The English Patient director Anthony Minghella dies at 54
The English Patient director Anthony Minghella dies at 54
British film-maker Anthony Minghella, who won an Academy Award for his direction of The English Patient, died Tuesday morning in London.
Minghella, 54, died of complications from surgery to treat tonsil cancer, according to Leslee Dart, his publicist.
Minghella’s films, which also included Breaking and Entering, The Talented Mr. Ripley and Cold Mountain, used a careful eye for cultural and historical detail to explore how the dynamics of class pushed people into roles and behaviour not of their choosing.
Minghella recently completed work on The No.1 Ladies’ Detective Agency, an adaptation of the Alexander McCall Smith novel that was filmed in Botswana for HBO and the British Broadcasting Corp. as the pilot of a series.
Minghella first began working in theatre, both as a writer and a director. Samuel Beckett was a particular fascination; Minghella organized a star-studded tribute to Beckett in 2006.
After his movie directing debut in Truly, Madly, Deeply, a made-for-television production that was released theatrically in 1990, Minghella went on to adapt a number of novels for a series of well-reviewed films. In addition to the directing Oscar for The English Patient, Minghella also received an adapted-screenplay nomination for the film; his adapted screenplay for The Talented Mr. Ripley was nominated as well.
In 2000, Minghella joined a fellow director, Sydney Pollack, to form Mirage, an independent production company, which agreed on a three-year deal with the Weinstein company this month.
Anthony Minghella was born in 1954, and grew up on the Isle of Wight, off the southern coast of England, where his parents, immigrants from southern Italy, ran an ice cream factory.
An outsider even in his native land, Minghella took on large historical issues in his work, like the human consequences of epic warfare in Cold Mountain, about a soldier’s journey across an American landscape battered by the Civil War.

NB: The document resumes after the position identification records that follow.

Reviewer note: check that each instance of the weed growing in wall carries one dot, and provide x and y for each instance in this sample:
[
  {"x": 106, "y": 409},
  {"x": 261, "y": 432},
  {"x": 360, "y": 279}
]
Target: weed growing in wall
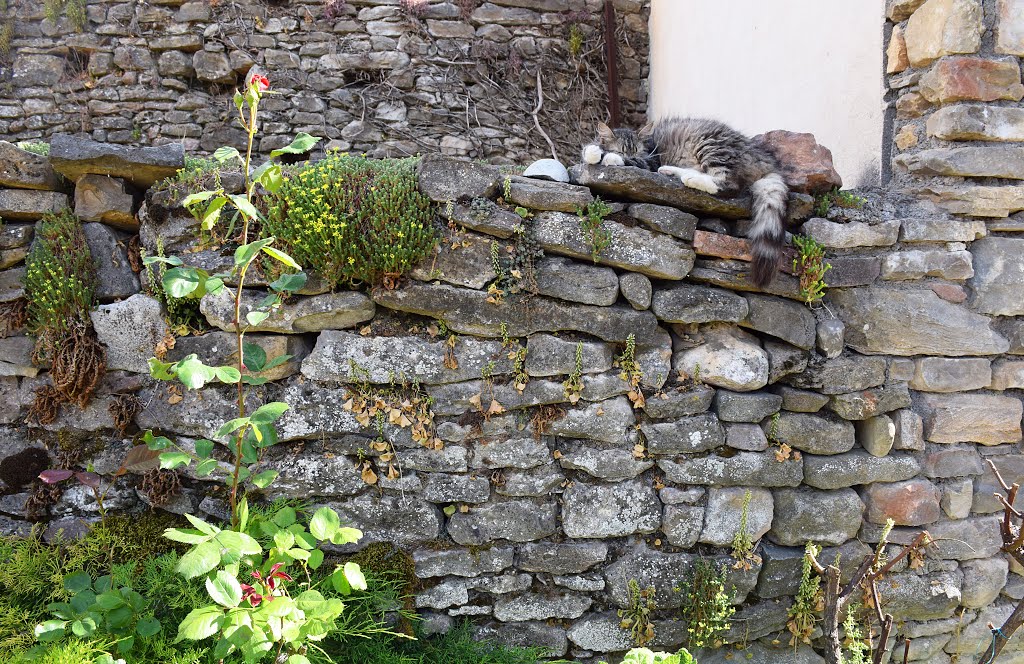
[
  {"x": 810, "y": 266},
  {"x": 59, "y": 285},
  {"x": 636, "y": 618},
  {"x": 353, "y": 220},
  {"x": 708, "y": 608},
  {"x": 592, "y": 223}
]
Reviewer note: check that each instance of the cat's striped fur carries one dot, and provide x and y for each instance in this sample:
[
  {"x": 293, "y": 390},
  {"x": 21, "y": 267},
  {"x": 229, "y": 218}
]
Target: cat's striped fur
[{"x": 710, "y": 156}]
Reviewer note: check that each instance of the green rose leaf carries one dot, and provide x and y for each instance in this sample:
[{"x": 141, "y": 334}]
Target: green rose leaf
[
  {"x": 200, "y": 624},
  {"x": 224, "y": 589},
  {"x": 302, "y": 143}
]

Closer to home, his film Breaking and Entering examined the interlocking lives of thieves and their victims in contemporary London, a place where he believes immigrants are less assimilated than tolerated.
“But while we share the geographical space, we don’t share much else," he said to The New York Times in 2006 in talking about the film, based on his first original screenplay since Truly, Madly, Deeply.
Minghella’s concern with seeing beyond roles assigned by hierarchy or education extended to the work itself.
“Anthony was the opposite of the prissy, hysterical director," said Peter Gelb, general manager of the Metropolitan Opera." He was calm and intelligent and persuasive, whether he was talking to a board member or a member of the stage crew."